August 8, 2022 10:15 local (Pacific): The Thompson has left the dock, and is heading to the Slope Base site where the first ROV dive of the 2022 RCA cruise will be to swap out a tripod assembly of instruments on the seafloor. ETA ~15:15 local time.
August 7, 2022 12:52 local (Pacific): Crane operations continue, students have begun to arrive at the ship, and mobilization of Leg 1 is on track for a departure on August 8th.
August 6, 2022 16:45 local (Pacific): ROPOS mobilization continued this morning with the loading of the LARS and the majority of the RCA equipment and supplies for the cruise as well as the instruments and infrastructure to be turned during Leg 1. After lunch, mobilization of ROPOS continued and the ROV was onboard by 1430. The ROPOS Team also successfully completed a 19,000 lb water bag test of the LARS system.

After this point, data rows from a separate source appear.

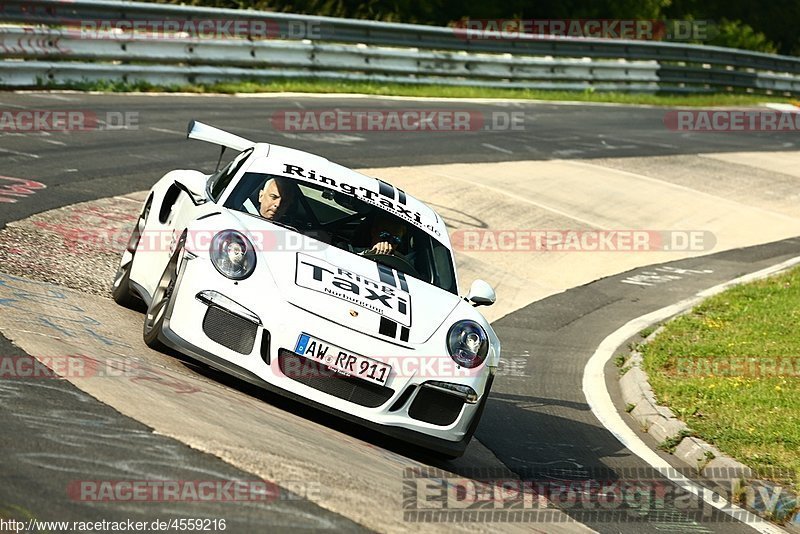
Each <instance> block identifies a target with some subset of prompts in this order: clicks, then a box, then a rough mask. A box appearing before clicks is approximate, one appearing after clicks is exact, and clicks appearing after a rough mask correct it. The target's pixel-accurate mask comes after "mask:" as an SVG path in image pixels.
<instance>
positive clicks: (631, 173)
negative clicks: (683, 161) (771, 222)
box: [564, 154, 798, 223]
mask: <svg viewBox="0 0 800 534" xmlns="http://www.w3.org/2000/svg"><path fill="white" fill-rule="evenodd" d="M697 156H698V157H701V158H702V157H705V155H704V154H697ZM564 162H566V163H569V164H571V165H580V166H583V167H592V168H595V169H604V170H609V169H611V170H612V171H614V172H618V173H620V174H625V175H628V176H631V177H633V178H637V179H639V180H644V181H647V182H651V183H654V184H658V185H663V186H666V187H669V188H671V189H677V190H680V191H686V192H689V193H691V194H693V195H696V196H703V197H707V198H710V199H713V200H714V202H715V203H717V204H719V203H722V202H724V203H726V204H730V205H732V206H734V210H737V211H738V210H739V209H742V208H744V209H749V210H756V211H760V212H762V213H768V214H769V215H771V216H773V217H777V218H779V219H785V220H787V221H791V222H794V223H796V222H797V219H798V218H797V217H792V216H791V215H784V214H783V213H778V212H776V211H770V210H768V209H765V208H760V207H758V206H752V205H750V204H743V203H742V202H738V201H736V200H731V199H729V198H725V197H721V196H717V195H712V194H711V193H706V192H705V191H700V190H699V189H693V188H691V187H687V186H685V185H680V184H675V183H672V182H670V181H668V180H662V179H660V178H653V177H652V176H647V175H645V174H639V173H637V172H631V171H625V170H622V169H616V168H614V167H606V166H604V165H598V164H596V163H588V162H586V161H576V160H564ZM734 213H735V212H734Z"/></svg>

August 5, 2022 08:00 local (Pacific): Mobilization for the 2022 RCA O&M Cruise (TN407) aboard the R/V Thompson commenced at the NOAA MOC-P pier in Newport, OR. The first day concentrated on using the shore crane to load the ROPOS ROV equipment and installing the infrastructure necessary to mobilize both the heave-compensating LARS Crane as well as the ROV itself onto the ship. The last time ROPOS was loaded on the Thompson was back during the 2015-2016 RCA O&M Cruise, and it was exciting to see it happen again!
July 15, 2022 16:02 local (Pacific): The RCA team is busy finishing up final testing, inventories and packing in preparation to begin our mobilization on August 5th onboard the R/V Thompson.